This repository provides handwritten Python implementations of all algorithms from Li Hang's influential "Statistical Learning Methods" textbook. It targets students and practitioners seeking a code-first understanding of machine learning fundamentals, offering direct links between theoretical formulas and practical code.
How It Works
The project meticulously translates each algorithm from the textbook into Python code. Key design choices include ensuring every line of code is commented and explicitly referencing the source formula from the book, facilitating a clear mapping between theory and implementation. This approach aims to demystify complex algorithms for learners.
Quick Start & Requirements
- Installation: No explicit package installation is detailed; code is likely run directly.
- Prerequisites: Python environment.

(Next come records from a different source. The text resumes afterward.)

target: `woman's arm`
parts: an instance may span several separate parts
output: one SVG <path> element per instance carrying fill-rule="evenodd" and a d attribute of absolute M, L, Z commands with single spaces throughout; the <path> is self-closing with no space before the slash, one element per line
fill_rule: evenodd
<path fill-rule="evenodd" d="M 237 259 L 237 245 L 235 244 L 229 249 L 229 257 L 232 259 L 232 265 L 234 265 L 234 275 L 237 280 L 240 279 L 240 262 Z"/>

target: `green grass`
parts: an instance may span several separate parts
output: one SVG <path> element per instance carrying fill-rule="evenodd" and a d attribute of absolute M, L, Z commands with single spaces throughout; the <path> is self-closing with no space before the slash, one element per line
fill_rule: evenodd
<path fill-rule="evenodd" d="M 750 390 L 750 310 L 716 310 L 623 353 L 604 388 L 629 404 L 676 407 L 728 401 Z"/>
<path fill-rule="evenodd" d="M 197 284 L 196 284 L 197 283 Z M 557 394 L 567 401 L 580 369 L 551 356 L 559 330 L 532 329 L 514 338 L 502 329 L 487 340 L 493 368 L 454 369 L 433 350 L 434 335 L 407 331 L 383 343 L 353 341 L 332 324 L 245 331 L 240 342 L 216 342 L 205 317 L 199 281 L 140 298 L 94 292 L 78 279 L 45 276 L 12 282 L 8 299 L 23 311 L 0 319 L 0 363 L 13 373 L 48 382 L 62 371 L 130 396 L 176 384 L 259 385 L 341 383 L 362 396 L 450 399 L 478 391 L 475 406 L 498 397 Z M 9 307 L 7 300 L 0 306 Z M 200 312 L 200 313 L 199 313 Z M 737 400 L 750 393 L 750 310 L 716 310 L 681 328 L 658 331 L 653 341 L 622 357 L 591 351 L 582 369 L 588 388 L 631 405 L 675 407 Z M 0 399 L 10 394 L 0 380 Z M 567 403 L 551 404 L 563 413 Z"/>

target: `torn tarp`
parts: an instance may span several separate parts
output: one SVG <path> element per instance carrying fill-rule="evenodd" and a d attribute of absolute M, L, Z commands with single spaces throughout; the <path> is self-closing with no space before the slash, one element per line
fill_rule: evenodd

The Mnist dataset is provided in a compressed CSV format (107MB) requiring manual extraction.
- Resources: Requires disk space for datasets and computational resources for running algorithms.
- Documentation: Accompanying blog posts for each chapter are linked within the README.
Highlighted Details
- Comprehensive implementation of all algorithms from Li Hang's "Statistical Learning Methods".
- Code is heavily commented, with direct references to corresponding formulas in the book.
- Each chapter includes detailed blog posts explaining principles and implementation walkthroughs.
- The project is evolving, with plans for a published book and contributions to unsupervised learning sections.
Maintenance & Community
- The project welcomes contributions via Pull Requests and Issues.
- Contact is available via WeChat (lvtengchao) or email (lvtengchao@pku.edu.cn).
- The author is involved in book publication and has connections for MSRA internship referrals.
- Plans for offline ML/MLP/CV training classes are mentioned.
Licensing & Compatibility
- License: CC BY-NC-SA 4.0 (Attribution-NonCommercial-ShareAlike 4.0 International).
- Compatibility: The non-commercial clause restricts usage in commercial products or services. Derivative works must be shared under the same license.
Limitations & Caveats
- The repository serves as educational code examples rather than a production-ready library with a unified API.
- The CC BY-NC-SA 4.0 license strictly prohibits commercial use.
- Dataset handling (e.g., Mnist) requires manual steps like unzipping.